How many dry days (no rain) have there been in 2016?
rain %>%
group_by(day_ID) %>%
summarise(precip_day_sum = sum(precip)) %>%
filter(precip_day_sum == 0) %>%
nrow -> n_dry_days
n_dry_days
## [1] 207
Oh, 207 out of 366 days no rain, ie., 0.55. BTW: It was a leap year, that’s why I put 366 days.
rain %>%
group_by(day_ID) %>%
slice(1) %>% nrow
## [1] 366
Easy enought, this little sweet function tells us whether a given year was a leap year or not.
leap_year(2016)
## [1] TRUE
Let’s visualize whether a day was dry or not. First, we compute a variable rain_today.
rain %>%
group_by(year, month, day, day_ID) %>%
summarise(rain_today = any(precip != 0)) %>%
filter(!is.na(rain_today)) %>%
group_by(month) %>%
summarise(prop_rain_days_per_month = sum(rain_today)/n()) %>%
ggplot() +
aes(x = month, y = prop_rain_days_per_month) %>%
geom_col() +
scale_x_continuous(breaks = 1:12)
August and September then were quite dry, it appears. Let’s look at the amount of precipitation for comparison.
rain %>%
group_by(month) %>%
summarise(precip_mean_today = sum(precip, na.rm = T)) %>%
ggplot(aes(x = month, y = precip_mean_today)) +
geom_line() +
geom_point() +
scale_x_continuous(breaks = 1:12) +
labs(title = "Total precipitation in liter per square meter")
For the fun of it, let’s prepare a more nuanced picture.
rain %>%
ggplot +
aes(x = date, y = hour, fill = precip) +
geom_tile() +
scale_fill_distiller(palette = "Spectral") +
scale_x_date(date_breaks = "1 month", date_labels = "%b")
Hey, in June there must have been some heavy raining. Let’s zoom in.
rain %>%
filter(month == 6) %>%
ggplot +
aes(x = date, y = hour, fill = precip) +
geom_tile() +
scale_fill_distiller(palette = "Spectral") +
scale_x_date(date_breaks = "1 day", date_labels = "%d") +
scale_y_continuous(breaks = c(4, 8, 12, 16, 20, 24))
Most of the days in June were dry, but on one day, heave rains occurred on the 12th or 13th in the late afternoon.
rain %>%
filter(precip > 7)
## # A tibble: 4 x 8
## precip dt day month year hour date day_ID
## <dbl> <dttm> <int> <dbl> <dbl> <int> <date> <time>
## 1 7.4 2016-05-29 21:00:00 29 5 2016 21 2016-05-29 149 days
## 2 9.5 2016-06-12 17:00:00 12 6 2016 17 2016-06-12 163 days
## 3 8.7 2016-06-12 18:00:00 12 6 2016 18 2016-06-12 163 days
## 4 7.2 2016-07-13 15:00:00 13 7 2016 15 2016-07-13 194 days
On June, 12th between 17:00 and 19:00 CEDT, a lot of rain came down in Nuremburg.

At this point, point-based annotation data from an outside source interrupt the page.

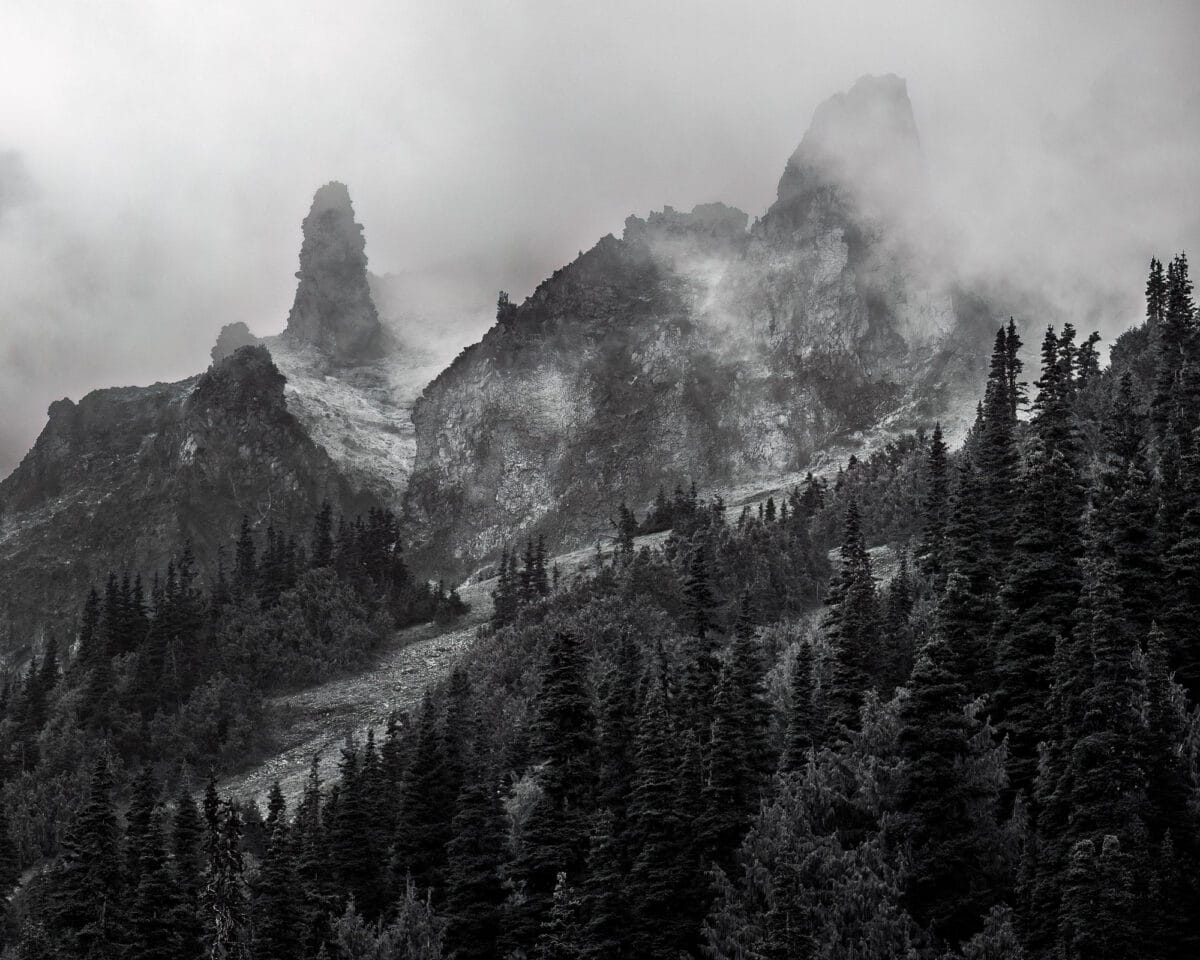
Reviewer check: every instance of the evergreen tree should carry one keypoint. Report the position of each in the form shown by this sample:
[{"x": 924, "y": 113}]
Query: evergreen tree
[
  {"x": 186, "y": 843},
  {"x": 557, "y": 832},
  {"x": 89, "y": 889},
  {"x": 427, "y": 796},
  {"x": 935, "y": 508},
  {"x": 658, "y": 882},
  {"x": 153, "y": 934},
  {"x": 223, "y": 910},
  {"x": 605, "y": 907},
  {"x": 1156, "y": 293},
  {"x": 1038, "y": 601},
  {"x": 948, "y": 810},
  {"x": 275, "y": 906},
  {"x": 803, "y": 718},
  {"x": 474, "y": 886},
  {"x": 322, "y": 550},
  {"x": 851, "y": 625},
  {"x": 1122, "y": 522},
  {"x": 996, "y": 457}
]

Is there a preference for time in terms of precipitation? Maybe it rather rains in the late afternoon in general?
rain %>%
group_by(hour) %>%
summarise(precip_mean_per_hour = mean(precip, na.rm = T),
precip_sd_per_hour = sd(precip, na.rm = T)) %>%
ggplot +
aes(x = hour, y = precip_mean_per_hour) +
geom_line() +
geom_errorbar(aes(ymin = precip_mean_per_hour - precip_sd_per_hour,
ymax = precip_mean_per_hour + precip_sd_per_hour)) +
geom_point(color = "tomato4")
Hm, not much difference between the hours. But the variability seems to differ quite some bit. Would that picture change if we consider only days with precipation?
rain %>%
filter(precip != 0) %>%
group_by(hour) %>%
summarise(precip_mean_per_hour = mean(precip, na.rm = T),
precip_sd_per_hour = sd(precip, na.rm = T)) %>%
ggplot +
aes(x = hour, y = precip_mean_per_hour) +
geom_line() +
geom_errorbar(aes(ymin = precip_mean_per_hour - precip_sd_per_hour,
ymax = precip_mean_per_hour + precip_sd_per_hour)) +
geom_point(color = "tomato4")
Not too much difference in the overall pattern. But what about if we look at the median and IQR, instead of mean and sd?
rain %>%
filter(precip != 0) %>%
group_by(hour) %>%
summarise(precip_median_per_hour = median(precip, na.rm = T),
precip_iqr_per_hour = IQR(precip, na.rm = T)) %>%
ggplot +
aes(x = hour, y = precip_median_per_hour) +
geom_line() +
geom_errorbar(aes(ymin = precip_median_per_hour - precip_iqr_per_hour,
ymax = precip_median_per_hour + precip_iqr_per_hour),
color = "grey60") +
geom_point(color = "tomato4")
That the pattern breaks down essentially. Not that much difference between the hours left. Maybe 10:00 is rather dry, but that may be sampling errror of this year.